SURABAYA lintasjatimnews – Masjid sering kali dipahami hanya sebagai tempat ibadah untuk melaksanakan salat berjamaah. Padahal, sejak zaman Rasulullah SAW, masjid memiliki peran yang jauh lebih luas. Masjid merupakan pusat peradaban, tempat pembinaan umat, pusat pendidikan, musyawarah, pelayanan sosial, hingga pemberdayaan ekonomi masyarakat.
Ungkapan “Apa Pun Masalahnya, Masjid Solusinya” bukanlah slogan tanpa makna. Kalimat ini mengandung pesan bahwa masjid harus hadir sebagai bagian dari solusi berbagai persoalan yang dihadapi umat dan masyarakat.
Masalah Spiritual, Masjid Solusinya
Di tengah kehidupan modern yang penuh kesibukan, banyak orang mengalami kegelisahan, kecemasan, bahkan kehilangan arah hidup. Ketika hati terasa sempit dan pikiran dipenuhi beban, masjid menjadi tempat terbaik untuk mendekatkan diri kepada Allah SWT.
Di masjid, seseorang dapat memperbanyak salat, berdzikir, membaca Al-Qur’an, dan mengikuti kajian keislaman. Ketenangan yang diperoleh dari kedekatan kepada Allah sering kali menjadi obat bagi berbagai kegelisahan yang tidak mampu diselesaikan oleh materi semata.
Masalah Pendidikan, Masjid Solusinya
Masjid memiliki sejarah panjang sebagai pusat pendidikan. Banyak ulama besar lahir dari lingkungan masjid. Oleh karena itu, masjid harus kembali menjadi tempat belajar bagi semua kalangan.
Taman Pendidikan Al-Qur’an (TPQ), Madrasah Diniyah, kajian remaja, pelatihan keterampilan, hingga literasi digital dapat dikembangkan di lingkungan masjid. Dengan demikian, masjid menjadi tempat mencetak generasi yang berilmu, berakhlak, dan memiliki kepedulian sosial.
Masalah Sosial, Masjid Solusinya
Kemiskinan, kesenjangan sosial, dan lemahnya kepedulian terhadap sesama merupakan tantangan yang terus dihadapi masyarakat. Masjid dapat berperan sebagai pusat pelayanan sosial melalui pengelolaan zakat, infak, sedekah, wakaf, santunan anak yatim, bantuan bagi kaum dhuafa, serta program kemanusiaan lainnya.
Ketika fungsi sosial masjid berjalan optimal, masyarakat akan merasakan manfaat nyata dari keberadaan masjid di lingkungan mereka.
Masalah Generasi Muda, Masjid Solusinya
Banyak orang mengkhawatirkan berbagai persoalan yang dihadapi generasi muda, mulai dari penyalahgunaan narkoba, pergaulan bebas, kecanduan gawai, hingga krisis moral.
Masjid dapat menjadi ruang yang ramah bagi anak-anak dan remaja.

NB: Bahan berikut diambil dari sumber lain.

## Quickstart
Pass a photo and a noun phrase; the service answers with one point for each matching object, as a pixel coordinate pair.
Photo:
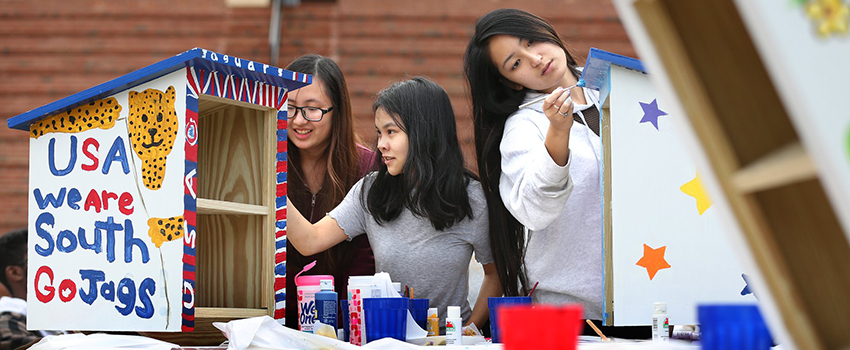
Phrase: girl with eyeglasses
(325, 158)
(422, 210)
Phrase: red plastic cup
(540, 327)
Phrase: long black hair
(494, 99)
(433, 180)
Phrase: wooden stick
(604, 338)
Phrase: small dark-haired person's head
(13, 262)
(422, 110)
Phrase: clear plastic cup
(541, 327)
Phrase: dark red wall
(50, 49)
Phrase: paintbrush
(541, 98)
(533, 288)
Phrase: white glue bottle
(454, 326)
(660, 324)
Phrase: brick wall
(50, 49)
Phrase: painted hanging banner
(106, 212)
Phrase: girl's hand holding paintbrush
(558, 108)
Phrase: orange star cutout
(653, 260)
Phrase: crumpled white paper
(100, 341)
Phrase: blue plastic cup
(344, 312)
(419, 311)
(385, 318)
(498, 302)
(733, 327)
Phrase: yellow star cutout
(830, 16)
(694, 189)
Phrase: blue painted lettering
(107, 291)
(51, 158)
(126, 295)
(42, 202)
(74, 196)
(117, 154)
(93, 276)
(66, 235)
(146, 289)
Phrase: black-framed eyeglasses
(313, 114)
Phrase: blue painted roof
(197, 57)
(595, 73)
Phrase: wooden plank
(225, 312)
(229, 268)
(231, 154)
(704, 114)
(267, 254)
(784, 166)
(211, 206)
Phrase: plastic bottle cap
(432, 312)
(453, 312)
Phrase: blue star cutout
(746, 285)
(651, 113)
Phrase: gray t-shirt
(435, 264)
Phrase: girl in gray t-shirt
(423, 212)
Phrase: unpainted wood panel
(229, 261)
(231, 155)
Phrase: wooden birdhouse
(157, 199)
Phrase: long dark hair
(493, 101)
(341, 157)
(433, 180)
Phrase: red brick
(50, 49)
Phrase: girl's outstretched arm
(310, 238)
(490, 287)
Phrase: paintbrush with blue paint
(541, 98)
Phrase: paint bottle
(307, 287)
(326, 303)
(454, 326)
(433, 323)
(660, 323)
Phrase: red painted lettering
(92, 200)
(89, 155)
(125, 203)
(46, 295)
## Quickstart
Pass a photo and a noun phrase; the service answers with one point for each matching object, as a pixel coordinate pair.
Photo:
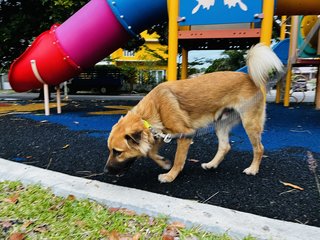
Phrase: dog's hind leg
(153, 154)
(183, 145)
(222, 128)
(253, 122)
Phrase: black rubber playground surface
(75, 143)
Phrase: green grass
(32, 212)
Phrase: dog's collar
(166, 137)
(146, 124)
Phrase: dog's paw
(251, 171)
(207, 166)
(165, 178)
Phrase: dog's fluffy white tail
(262, 64)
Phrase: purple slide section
(91, 34)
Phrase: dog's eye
(116, 152)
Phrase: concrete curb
(216, 219)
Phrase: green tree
(231, 60)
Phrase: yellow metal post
(282, 37)
(184, 64)
(267, 22)
(173, 10)
(291, 58)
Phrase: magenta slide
(96, 30)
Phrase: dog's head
(128, 140)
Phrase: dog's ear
(134, 138)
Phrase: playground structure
(102, 26)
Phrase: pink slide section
(64, 51)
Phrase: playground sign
(204, 12)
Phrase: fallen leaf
(124, 211)
(80, 223)
(177, 225)
(57, 206)
(17, 236)
(6, 225)
(114, 235)
(41, 228)
(104, 232)
(71, 197)
(66, 146)
(292, 185)
(25, 225)
(113, 210)
(136, 236)
(13, 199)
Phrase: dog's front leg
(179, 160)
(153, 154)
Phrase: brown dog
(182, 107)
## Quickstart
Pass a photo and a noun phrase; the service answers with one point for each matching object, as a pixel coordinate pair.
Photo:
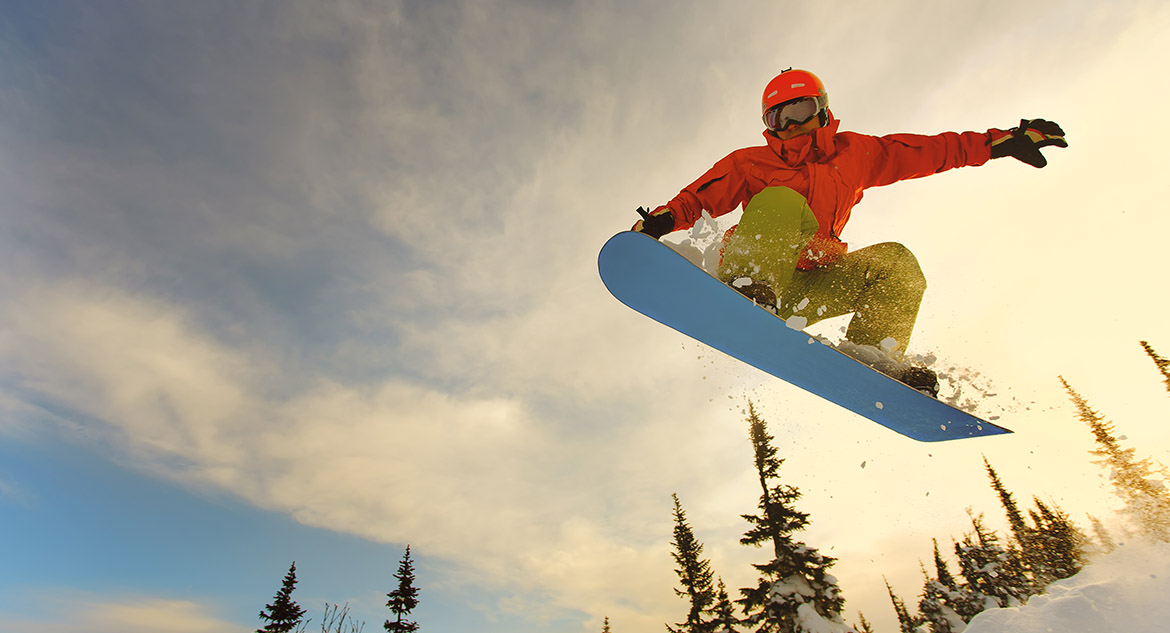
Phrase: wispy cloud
(339, 261)
(121, 614)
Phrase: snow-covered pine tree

Kegiatan kepanduan, olahraga, kajian pemuda, pelatihan kepemimpinan, hingga kegiatan sosial dapat menjadi sarana pembinaan karakter generasi muda agar tumbuh menjadi pribadi yang beriman, cerdas, dan bertanggung jawab.
Masalah Ekonomi, Masjid Solusinya
Pada masa Rasulullah SAW, masjid menjadi pusat penguatan ekonomi umat. Semangat ini dapat dihidupkan kembali melalui program pemberdayaan ekonomi berbasis masjid, seperti pelatihan usaha, koperasi syariah, bazar UMKM, hingga pendampingan usaha bagi jamaah.
Masjid yang aktif dalam pemberdayaan ekonomi tidak hanya menjadi tempat ibadah, tetapi juga menjadi penggerak kesejahteraan masyarakat.
Menghidupkan Masjid, Menghidupkan Peradaban
Masjid yang makmur bukan hanya bangunannya yang megah, tetapi juga aktivitasnya yang hidup dan memberikan manfaat bagi umat. Ketika jamaah merasa memiliki masjid, dan pengurus mampu menghadirkan program-program yang menjawab kebutuhan masyarakat, maka masjid akan menjadi pusat perubahan yang positif.
Karena itu, sudah saatnya kita mengembalikan fungsi masjid sebagaimana dicontohkan Rasulullah SAW, yaitu sebagai pusat ibadah, pendidikan, sosial, ekonomi, dan pembinaan umat.
Mari kita ramaikan masjid, memakmurkan masjid, dan menjadikan masjid sebagai tempat mencari solusi atas berbagai persoalan kehidupan.
Sebab sesungguhnya, apa pun masalahnya, masjid solusinya.